JAKARTA, KOMPAS.com - Koordinator Divisi Korupsi Politik Indonesian Corruption Watch (ICW) Donal Fariz mengatakan, jabatan pimpinan Dewan Pimpinan Daerah (DPD) sangat terbatas dan tidak seluas DPR RI.
Misalnya, terkait kebijakan. DPD hanya bisa mengajukan rancangan dan memberikan pertimbangan untuk suatu undang-undang yang akan diberlakukan. Berbeda dengan DPR yang akan menentukan diberlakukan atau tidaknya suatu undang-undang.
Meskipun demikian, kursi pimpinan Dewan Pimpinan Daerah (DPD) menjadi perebutan anggota-anggota di dalamnya.
Baca: Bahas Pemilihan Pimpinan Baru, DPD Rapat Panmus Minggu Siang
Koordinator Divisi Korupsi Politik Indonesian Corruption Watch (ICW) Donal Fariz menilai, salah satu alasan perebutan jabatan tersebut karena terkait akses. Misalnya, akses kepada Presiden. Sebab, pimpinan DPR setara dengan pimpinan lembaga negara lainnya.
"Dia (pimpinan DPD) punya posisi yang dianggap mengkilap bagi sebagian orang, karena dia menghubungkan dengan sumber langsung kekuasaan. Pimpinan DPD, dia bisa akan sebaris dengan ketua MA, ketua MK, ketua DPR RI," kata Donal.
Saat ini polemik pergantian pimpinan DPD masih bergulir. Rencananya, rapat pergantian pimpinan DPD tetap digelar pada Senin (3/4/2017), besok meskipun Mahkamah Agung (MA) telah membatalkan Tata Tertib Dewan Perwakilan Daerah (DPD) Nomor 1 Tahun 2016 dan 2017.
Tata Tertib DPD Nomor 1 Tahun 2016 dan 2017 itu mengatur bahwa masa jabatan pimpinan DPD hanya 2,5 tahun. Sehingga masa jabatan pimpinan DPD dikembalikan pada aturan sebelumnya, yakni selama lima tahun.
Baca: Pemilihan Pimpinan DPD Harus Dibatalkan Demi Hukum
Menurut Donal, karena ada faktor mendapatkan akses itulah sejumlah anggota tetap beralasan pergantian pimpinan tetap dilakukan.

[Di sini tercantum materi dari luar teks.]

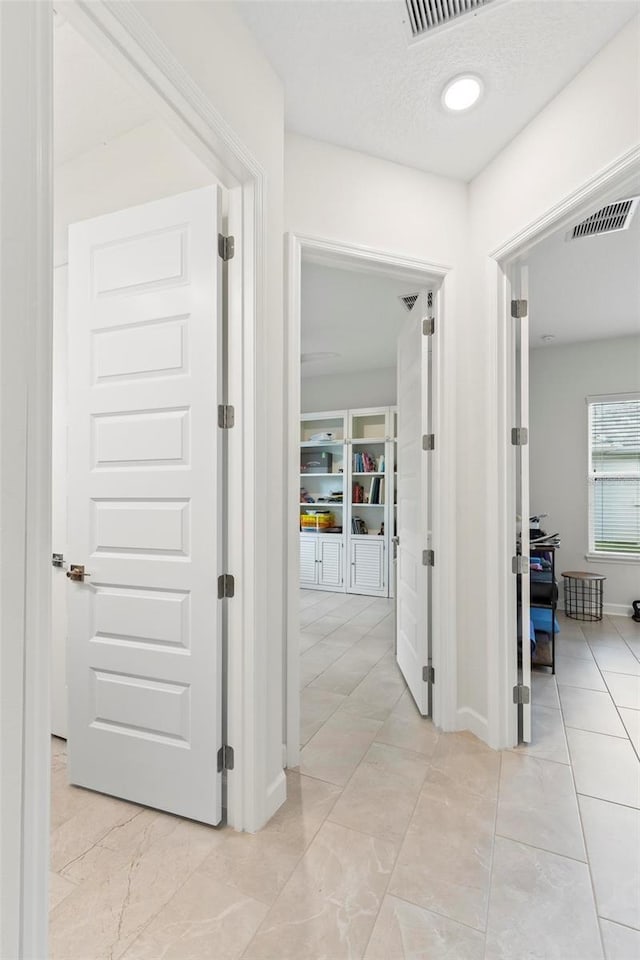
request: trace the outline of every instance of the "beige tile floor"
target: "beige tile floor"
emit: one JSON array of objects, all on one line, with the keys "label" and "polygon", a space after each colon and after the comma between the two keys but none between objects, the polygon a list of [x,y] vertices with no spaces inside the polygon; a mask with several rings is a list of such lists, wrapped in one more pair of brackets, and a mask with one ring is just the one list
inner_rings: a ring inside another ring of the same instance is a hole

"Akses itu yang akan dipakai, karena jabatan dia adalah pimpinan sebuah lembaga negara maka dia memilki peluang untuk mengakses kekuasan-kekuasaa yang lain. Kekuasaan peradilan, kekuasan eksekutif. Kalau anggota mana bisa. Itu logika sederhananya," kata Donal.